Furthermore, it is not the Tufts administration that stunts critical thinking but the recent protesters themselves. On our current campus, we often fail to have critical discussions between opposing sides — many times defaulting to echo chamber-fueled power struggles. The recent protesters on our campus are seemingly not interested in discussion or discourse. Jonathan Sacks, in “Morality,” explains, “It is not necessary to delegitimize, call out, or cancel your opponents. It is better, simply, to persuade them.” My hope is that we can move on from a system that is zero-sum to a system focused on obtaining truth above all else. In the words of Sacks, “The choice of freedom brings the defeat of victimhood and the redemptive birth of hope.” Recently, there has seemingly been an increasing tendency to use the crutch of the “oppressed vs. oppressor” framework which is Marxist in nature. Rather than revolution, I ask if we can recognize that we are not profit-maximizing machines but instead individuals who have thoughts, feelings and rational choice. Only then can we come together. This concept is best found in religion, which the op-ed claims is a structure of controlled obedience. Here, the op-ed echoes Karl Marx’s words that religion is “the opium of the people.”
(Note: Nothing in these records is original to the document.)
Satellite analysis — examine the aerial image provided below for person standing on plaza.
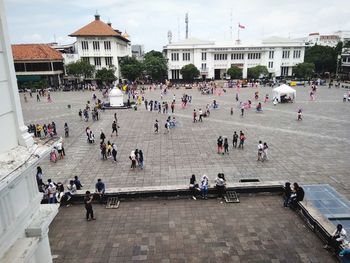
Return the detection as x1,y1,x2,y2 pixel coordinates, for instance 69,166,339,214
232,131,238,148
298,109,302,121
257,141,264,161
224,138,229,154
217,135,224,154
84,191,96,221
154,120,159,134
261,142,269,162
201,174,209,199
238,131,246,149
64,122,69,137
100,130,106,143
112,143,118,163
74,175,83,190
111,120,118,137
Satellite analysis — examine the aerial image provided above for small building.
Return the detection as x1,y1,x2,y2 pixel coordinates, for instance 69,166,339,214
12,44,64,86
69,14,131,78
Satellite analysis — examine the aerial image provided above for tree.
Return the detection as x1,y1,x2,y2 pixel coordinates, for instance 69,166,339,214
293,62,315,79
304,45,340,74
66,60,95,79
120,57,143,81
248,65,269,79
180,64,200,81
227,66,242,79
143,50,168,81
95,66,117,83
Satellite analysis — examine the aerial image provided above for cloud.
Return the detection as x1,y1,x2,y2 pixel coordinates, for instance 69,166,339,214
5,0,350,50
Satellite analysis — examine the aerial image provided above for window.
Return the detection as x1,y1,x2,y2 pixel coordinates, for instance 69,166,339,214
182,53,191,61
81,41,89,50
171,69,180,79
104,41,111,50
81,57,90,64
214,54,227,60
248,53,261,59
293,50,301,58
92,41,100,50
171,53,179,61
281,67,288,76
231,53,244,60
105,57,113,66
282,50,290,58
94,58,101,66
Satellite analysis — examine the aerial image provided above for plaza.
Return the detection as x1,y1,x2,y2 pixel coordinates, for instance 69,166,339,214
21,86,350,198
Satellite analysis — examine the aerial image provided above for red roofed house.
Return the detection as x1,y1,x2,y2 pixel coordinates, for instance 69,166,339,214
69,14,131,78
12,44,63,87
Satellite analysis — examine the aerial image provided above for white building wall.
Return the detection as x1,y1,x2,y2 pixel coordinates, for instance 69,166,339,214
165,41,305,79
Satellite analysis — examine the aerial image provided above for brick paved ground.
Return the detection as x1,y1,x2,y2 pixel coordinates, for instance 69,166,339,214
49,196,336,263
21,87,350,197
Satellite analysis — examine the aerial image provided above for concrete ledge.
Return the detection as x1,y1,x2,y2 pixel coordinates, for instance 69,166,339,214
63,181,284,202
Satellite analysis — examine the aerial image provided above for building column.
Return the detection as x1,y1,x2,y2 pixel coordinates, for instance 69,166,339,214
0,0,34,147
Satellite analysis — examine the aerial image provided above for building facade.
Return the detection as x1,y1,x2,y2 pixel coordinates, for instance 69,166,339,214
69,15,131,78
163,37,305,80
12,44,64,86
0,0,58,263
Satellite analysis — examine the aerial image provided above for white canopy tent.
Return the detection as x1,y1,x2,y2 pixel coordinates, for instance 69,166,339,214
108,86,124,107
273,84,297,102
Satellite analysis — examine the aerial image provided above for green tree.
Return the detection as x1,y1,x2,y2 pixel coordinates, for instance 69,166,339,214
248,65,269,79
95,67,117,83
66,60,95,79
120,57,143,81
180,64,200,81
304,45,339,74
143,50,168,81
227,66,242,79
293,62,315,79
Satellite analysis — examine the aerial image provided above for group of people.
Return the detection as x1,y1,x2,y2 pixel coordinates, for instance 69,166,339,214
129,149,144,170
217,131,247,155
189,173,226,200
28,122,57,138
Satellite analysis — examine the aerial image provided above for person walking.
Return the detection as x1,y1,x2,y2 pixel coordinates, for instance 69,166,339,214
257,141,264,161
112,143,118,163
238,131,246,149
224,138,229,154
84,191,96,221
261,142,269,162
111,120,118,137
232,131,238,148
64,122,69,137
217,135,224,154
154,120,159,133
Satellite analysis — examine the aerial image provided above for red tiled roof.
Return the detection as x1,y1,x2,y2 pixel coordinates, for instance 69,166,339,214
69,16,130,42
69,20,120,37
12,44,63,61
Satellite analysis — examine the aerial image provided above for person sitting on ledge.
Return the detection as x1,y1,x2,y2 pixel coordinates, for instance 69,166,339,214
189,174,200,200
290,183,305,209
215,173,226,199
323,224,347,253
95,179,106,202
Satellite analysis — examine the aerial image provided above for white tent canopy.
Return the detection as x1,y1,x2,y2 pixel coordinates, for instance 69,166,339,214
108,86,124,107
273,84,297,102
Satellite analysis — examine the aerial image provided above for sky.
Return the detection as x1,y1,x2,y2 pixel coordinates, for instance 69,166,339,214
4,0,350,51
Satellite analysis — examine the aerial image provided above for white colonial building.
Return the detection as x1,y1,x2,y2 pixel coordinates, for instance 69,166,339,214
163,37,305,80
69,14,131,78
0,0,58,263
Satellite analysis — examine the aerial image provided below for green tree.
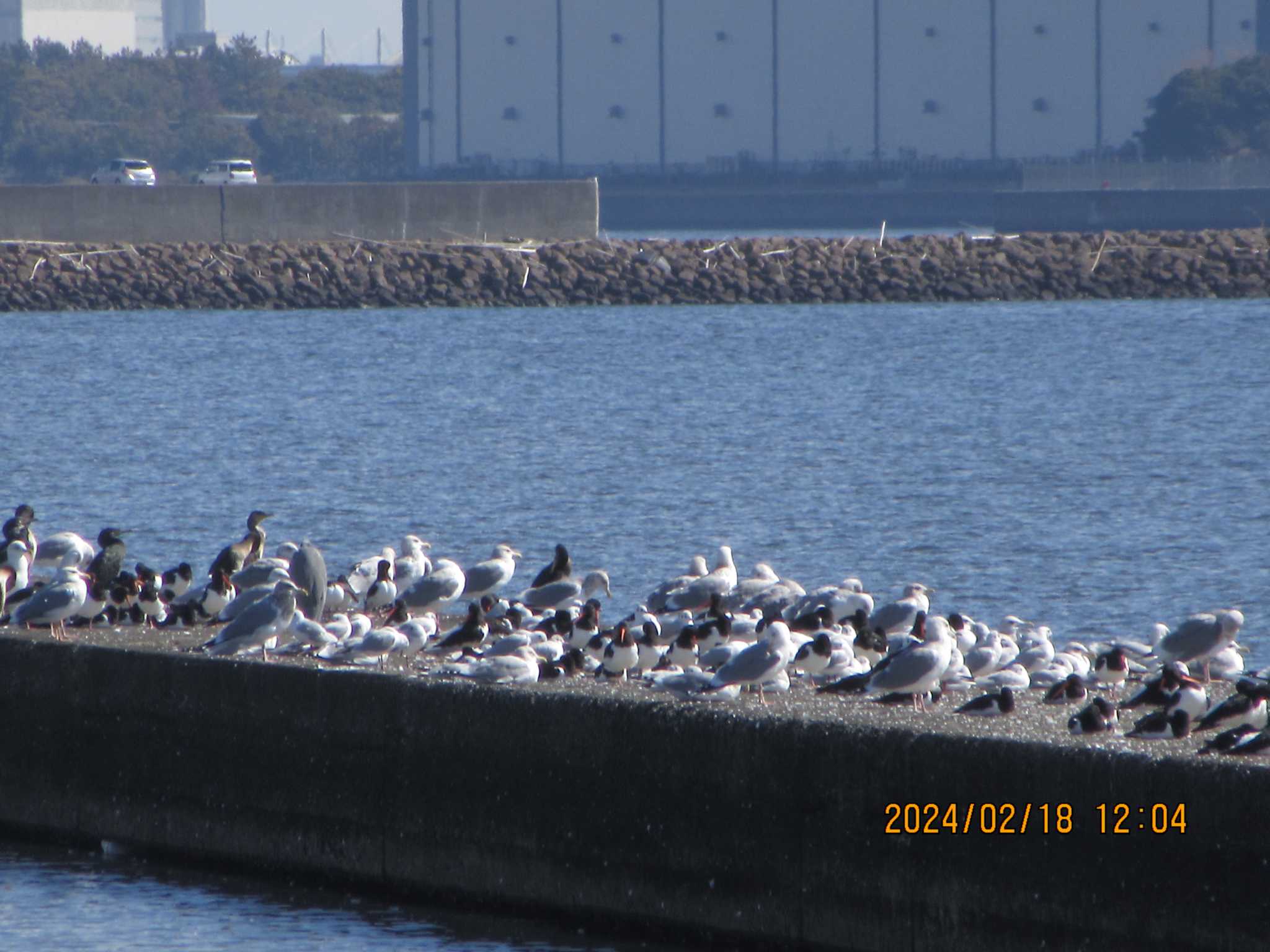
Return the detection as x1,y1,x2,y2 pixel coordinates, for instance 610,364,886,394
1138,55,1270,160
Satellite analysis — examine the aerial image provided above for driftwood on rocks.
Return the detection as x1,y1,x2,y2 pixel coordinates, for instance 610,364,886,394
0,230,1270,311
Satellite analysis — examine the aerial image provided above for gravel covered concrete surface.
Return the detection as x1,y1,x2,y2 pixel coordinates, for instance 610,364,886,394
0,229,1270,311
0,628,1270,952
0,617,1254,769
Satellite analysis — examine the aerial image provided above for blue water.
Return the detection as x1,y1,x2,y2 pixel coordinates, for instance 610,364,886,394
0,842,677,952
0,301,1270,948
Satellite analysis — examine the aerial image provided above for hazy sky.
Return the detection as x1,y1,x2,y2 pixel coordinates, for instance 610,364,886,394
207,0,401,62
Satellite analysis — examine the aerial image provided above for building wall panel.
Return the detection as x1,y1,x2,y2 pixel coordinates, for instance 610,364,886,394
1103,0,1220,149
458,0,557,164
997,0,1097,159
561,0,660,167
22,7,137,55
879,0,992,159
776,0,874,165
665,0,772,167
1213,0,1258,66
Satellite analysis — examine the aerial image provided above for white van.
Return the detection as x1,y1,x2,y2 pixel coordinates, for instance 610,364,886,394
198,159,257,185
89,159,158,185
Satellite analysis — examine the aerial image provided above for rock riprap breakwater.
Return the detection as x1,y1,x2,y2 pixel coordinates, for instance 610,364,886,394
0,230,1270,311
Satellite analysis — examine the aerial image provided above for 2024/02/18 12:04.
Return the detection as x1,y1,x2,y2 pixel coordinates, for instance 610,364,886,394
884,803,1186,835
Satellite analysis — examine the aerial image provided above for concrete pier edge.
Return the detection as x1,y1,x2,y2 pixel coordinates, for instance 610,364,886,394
0,637,1270,950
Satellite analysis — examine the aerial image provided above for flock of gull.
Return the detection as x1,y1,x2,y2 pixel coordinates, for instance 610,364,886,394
0,505,1270,756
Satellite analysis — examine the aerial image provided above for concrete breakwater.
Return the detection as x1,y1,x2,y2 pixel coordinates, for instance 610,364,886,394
0,636,1270,952
0,230,1270,311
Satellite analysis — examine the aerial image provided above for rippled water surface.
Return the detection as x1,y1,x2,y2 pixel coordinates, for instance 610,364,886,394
0,301,1270,663
0,843,673,952
0,301,1270,950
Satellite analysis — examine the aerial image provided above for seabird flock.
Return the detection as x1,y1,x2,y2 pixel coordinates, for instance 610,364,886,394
0,505,1270,754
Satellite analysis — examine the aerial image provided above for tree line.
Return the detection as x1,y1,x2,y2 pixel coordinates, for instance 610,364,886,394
0,35,402,184
1138,55,1270,160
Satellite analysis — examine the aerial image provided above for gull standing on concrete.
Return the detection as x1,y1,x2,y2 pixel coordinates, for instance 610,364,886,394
348,546,396,598
393,536,432,591
869,581,935,635
440,645,541,684
665,546,737,612
0,539,30,614
644,556,710,613
521,569,613,610
203,579,300,661
709,622,795,705
462,545,521,602
12,566,87,641
721,556,781,609
32,532,95,569
1156,608,1243,682
397,558,468,614
866,614,952,710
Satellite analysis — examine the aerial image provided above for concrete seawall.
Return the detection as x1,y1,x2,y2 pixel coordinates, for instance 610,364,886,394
0,179,600,244
0,229,1270,311
992,188,1270,232
0,637,1270,952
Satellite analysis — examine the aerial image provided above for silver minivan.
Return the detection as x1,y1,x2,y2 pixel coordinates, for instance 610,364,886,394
198,159,257,185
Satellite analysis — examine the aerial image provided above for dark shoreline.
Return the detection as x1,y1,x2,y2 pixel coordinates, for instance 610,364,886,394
0,229,1270,311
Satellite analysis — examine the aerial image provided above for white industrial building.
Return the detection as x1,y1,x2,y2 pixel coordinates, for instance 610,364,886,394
402,0,1270,175
0,0,207,55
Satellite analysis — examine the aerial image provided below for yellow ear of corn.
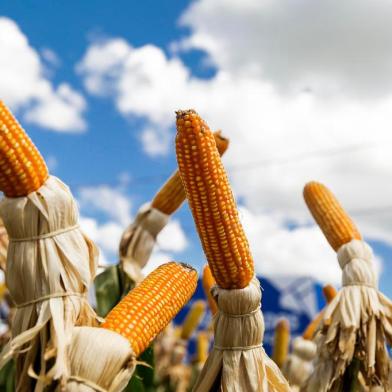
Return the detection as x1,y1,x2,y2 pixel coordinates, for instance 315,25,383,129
0,100,49,197
302,284,337,340
272,319,290,368
202,264,218,316
181,300,206,340
102,262,197,356
176,110,254,289
151,131,229,215
323,284,337,304
197,332,210,363
304,182,362,251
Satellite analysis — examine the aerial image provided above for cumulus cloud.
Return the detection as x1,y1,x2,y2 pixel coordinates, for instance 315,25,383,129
0,17,86,132
176,0,392,97
79,0,392,281
78,185,131,227
157,219,188,252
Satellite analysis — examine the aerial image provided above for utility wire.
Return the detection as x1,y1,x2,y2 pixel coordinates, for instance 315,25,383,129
69,143,385,188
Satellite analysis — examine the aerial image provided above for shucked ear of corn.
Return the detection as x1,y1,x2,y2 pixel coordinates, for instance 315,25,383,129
272,319,290,369
202,264,218,316
102,263,197,356
151,131,229,215
66,262,197,392
176,110,254,289
0,103,98,392
304,182,392,392
304,181,362,251
0,100,49,197
181,300,206,340
176,110,289,392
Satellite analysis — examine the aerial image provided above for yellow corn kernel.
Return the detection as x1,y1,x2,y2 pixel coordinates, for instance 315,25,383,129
202,264,218,316
323,284,337,304
176,110,254,289
181,300,206,340
102,262,197,356
272,319,290,368
304,181,362,251
151,131,229,215
0,100,49,197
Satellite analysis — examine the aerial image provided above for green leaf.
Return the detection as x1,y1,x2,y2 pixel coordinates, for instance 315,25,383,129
0,361,16,392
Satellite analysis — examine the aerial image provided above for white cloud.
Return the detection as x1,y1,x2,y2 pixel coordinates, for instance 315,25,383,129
157,219,188,252
177,0,392,96
78,185,131,228
240,207,382,285
80,216,123,265
79,0,392,272
0,17,86,132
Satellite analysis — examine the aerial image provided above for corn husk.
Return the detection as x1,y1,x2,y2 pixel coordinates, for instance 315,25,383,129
0,219,8,271
283,336,317,388
120,204,169,282
0,176,98,391
58,327,136,392
194,278,290,392
304,240,392,392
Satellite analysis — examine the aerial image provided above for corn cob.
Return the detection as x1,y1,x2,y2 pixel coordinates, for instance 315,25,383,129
202,264,218,316
304,182,362,251
151,131,229,215
197,332,210,363
302,284,337,340
176,110,254,289
102,262,197,356
181,300,206,340
0,100,49,197
272,319,290,369
323,284,337,304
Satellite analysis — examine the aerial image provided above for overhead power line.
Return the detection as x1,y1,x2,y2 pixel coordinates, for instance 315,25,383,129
70,143,385,187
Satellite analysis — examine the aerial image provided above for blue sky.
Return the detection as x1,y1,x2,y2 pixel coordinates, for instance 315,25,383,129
0,0,392,295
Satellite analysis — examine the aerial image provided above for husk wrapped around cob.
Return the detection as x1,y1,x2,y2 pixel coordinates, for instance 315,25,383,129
176,110,289,392
0,103,98,391
0,219,8,271
283,285,336,390
304,182,392,392
66,262,197,392
120,131,229,282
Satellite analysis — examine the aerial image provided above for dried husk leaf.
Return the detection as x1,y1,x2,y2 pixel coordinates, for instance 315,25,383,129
304,240,392,392
120,204,169,282
194,278,290,392
58,327,136,392
0,219,8,271
0,176,98,391
283,336,317,387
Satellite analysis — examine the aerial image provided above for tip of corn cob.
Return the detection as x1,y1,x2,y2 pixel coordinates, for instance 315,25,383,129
181,300,206,340
214,131,230,156
303,181,362,251
323,284,337,304
0,100,49,197
272,319,290,368
176,109,254,289
102,262,197,356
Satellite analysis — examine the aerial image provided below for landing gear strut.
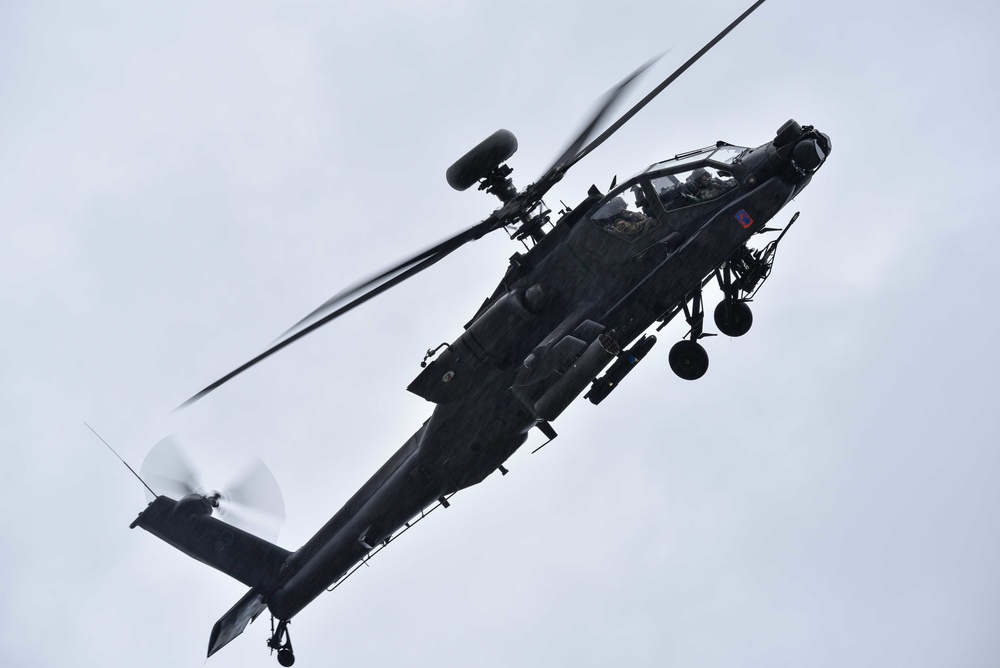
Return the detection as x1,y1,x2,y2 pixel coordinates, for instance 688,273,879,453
267,617,295,667
715,253,763,336
668,288,715,380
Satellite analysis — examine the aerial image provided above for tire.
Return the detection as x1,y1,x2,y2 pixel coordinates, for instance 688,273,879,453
669,339,708,380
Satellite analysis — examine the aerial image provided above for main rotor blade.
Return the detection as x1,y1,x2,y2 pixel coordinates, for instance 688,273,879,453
539,56,660,181
563,0,764,171
178,215,497,408
276,216,493,340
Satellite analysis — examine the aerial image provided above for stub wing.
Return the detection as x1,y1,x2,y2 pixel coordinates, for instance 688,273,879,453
208,588,267,656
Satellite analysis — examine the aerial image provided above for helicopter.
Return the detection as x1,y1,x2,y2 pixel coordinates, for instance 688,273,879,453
131,0,831,666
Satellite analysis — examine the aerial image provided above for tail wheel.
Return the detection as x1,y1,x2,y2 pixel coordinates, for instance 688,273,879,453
669,339,708,380
715,299,753,336
278,647,295,666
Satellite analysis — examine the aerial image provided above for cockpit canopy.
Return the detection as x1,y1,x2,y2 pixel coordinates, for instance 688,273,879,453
590,145,749,241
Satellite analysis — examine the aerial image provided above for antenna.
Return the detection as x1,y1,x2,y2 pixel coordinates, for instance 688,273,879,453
83,421,159,497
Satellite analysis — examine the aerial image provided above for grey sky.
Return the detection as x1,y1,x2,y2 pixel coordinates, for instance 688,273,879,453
0,0,1000,667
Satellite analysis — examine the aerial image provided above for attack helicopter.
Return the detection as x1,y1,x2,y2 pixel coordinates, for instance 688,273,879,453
131,0,831,666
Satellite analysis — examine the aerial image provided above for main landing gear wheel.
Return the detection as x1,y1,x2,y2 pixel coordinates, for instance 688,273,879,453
669,339,708,380
715,299,753,336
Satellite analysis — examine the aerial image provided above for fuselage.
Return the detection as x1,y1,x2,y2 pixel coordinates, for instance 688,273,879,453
266,121,830,620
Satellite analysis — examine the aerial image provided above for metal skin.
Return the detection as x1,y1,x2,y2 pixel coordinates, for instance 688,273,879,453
266,124,828,619
133,120,830,655
132,0,831,665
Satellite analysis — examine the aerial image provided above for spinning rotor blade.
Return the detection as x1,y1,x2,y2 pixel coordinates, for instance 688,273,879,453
178,215,497,408
219,458,285,540
563,0,764,171
141,436,285,540
139,436,201,501
178,0,765,408
538,56,660,182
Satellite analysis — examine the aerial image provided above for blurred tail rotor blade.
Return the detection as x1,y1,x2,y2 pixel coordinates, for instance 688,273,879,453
139,436,200,501
220,459,285,541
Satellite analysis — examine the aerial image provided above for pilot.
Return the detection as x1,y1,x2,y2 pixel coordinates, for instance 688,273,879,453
611,209,655,237
684,169,728,204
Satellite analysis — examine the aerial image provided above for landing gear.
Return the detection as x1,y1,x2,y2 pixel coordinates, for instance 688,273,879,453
669,339,708,380
715,297,753,336
668,288,715,380
715,254,756,336
267,617,295,667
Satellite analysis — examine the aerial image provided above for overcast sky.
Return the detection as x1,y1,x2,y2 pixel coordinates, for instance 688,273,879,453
0,0,1000,668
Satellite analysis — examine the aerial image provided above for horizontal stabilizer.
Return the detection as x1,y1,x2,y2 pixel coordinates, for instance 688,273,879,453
131,496,290,592
208,589,267,656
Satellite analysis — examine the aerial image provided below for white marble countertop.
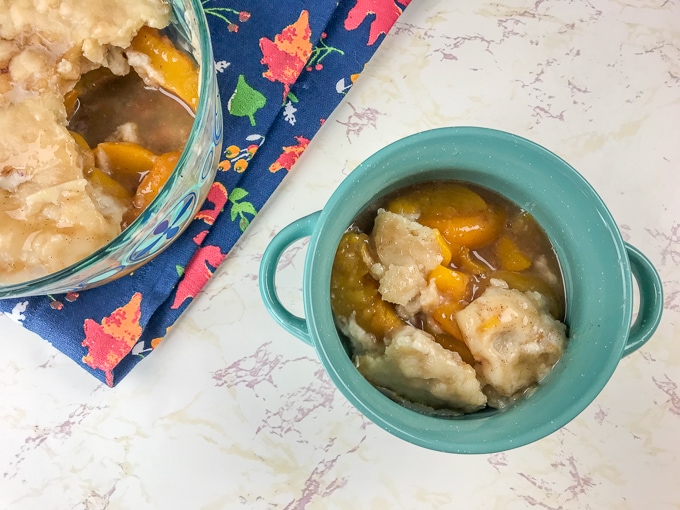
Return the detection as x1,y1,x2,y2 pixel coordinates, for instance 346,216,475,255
0,0,680,510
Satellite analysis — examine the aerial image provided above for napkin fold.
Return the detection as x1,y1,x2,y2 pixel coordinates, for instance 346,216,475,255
0,0,410,386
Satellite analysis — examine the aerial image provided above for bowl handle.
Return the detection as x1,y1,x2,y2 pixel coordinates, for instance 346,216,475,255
623,243,663,356
259,211,321,345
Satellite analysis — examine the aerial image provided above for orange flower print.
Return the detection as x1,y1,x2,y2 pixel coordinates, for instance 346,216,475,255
269,136,309,173
196,182,229,225
260,11,312,100
345,0,411,46
170,245,226,310
82,292,142,386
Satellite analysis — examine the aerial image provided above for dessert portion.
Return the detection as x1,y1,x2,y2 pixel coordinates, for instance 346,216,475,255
0,0,198,285
331,181,567,413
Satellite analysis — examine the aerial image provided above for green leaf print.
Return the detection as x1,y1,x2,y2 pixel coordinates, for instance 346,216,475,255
227,74,267,126
229,188,257,232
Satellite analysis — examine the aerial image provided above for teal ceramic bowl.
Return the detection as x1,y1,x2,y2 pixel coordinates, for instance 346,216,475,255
260,127,663,453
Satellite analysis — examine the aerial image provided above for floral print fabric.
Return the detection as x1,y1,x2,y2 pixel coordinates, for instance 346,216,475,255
0,0,410,386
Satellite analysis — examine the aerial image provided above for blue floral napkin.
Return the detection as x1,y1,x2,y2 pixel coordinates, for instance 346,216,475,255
0,0,410,386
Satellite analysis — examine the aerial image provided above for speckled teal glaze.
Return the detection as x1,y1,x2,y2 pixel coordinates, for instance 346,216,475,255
260,127,663,453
The process of healing starts with respect for the rule of law — the incarnation of shared moral standards. The process of war starts with rejecting these standards and cleaving into societal groups that simultaneously claim to be right. The fact that protesters argue for immunity under the rule of law is paradoxical. American essayist Henry David Thoreau spent a night in jail for not paying taxes in protest of the Mexican-American War. Rev. Martin Luther King Jr. wrote his famous essay, “Letter from a Birmingham Jail,” while incarcerated. These men were willing to risk their livelihood for what they believed was injustice. What does it say that these protesters grumble when the rule of law is applied? King said, “An individual who breaks a law that conscience tells him is unjust, and who willingly accepts the penalty of imprisonment in order to arouse the conscience of the community over its injustice, is in reality expressing the highest respect for the law.” The reluctance of contemporary college protesters to accept a penalty for their actions brings us to two possible conclusions: Either they do not respect the law, or they do not fully believe that the law they are breaking is unjust in relation to their cause.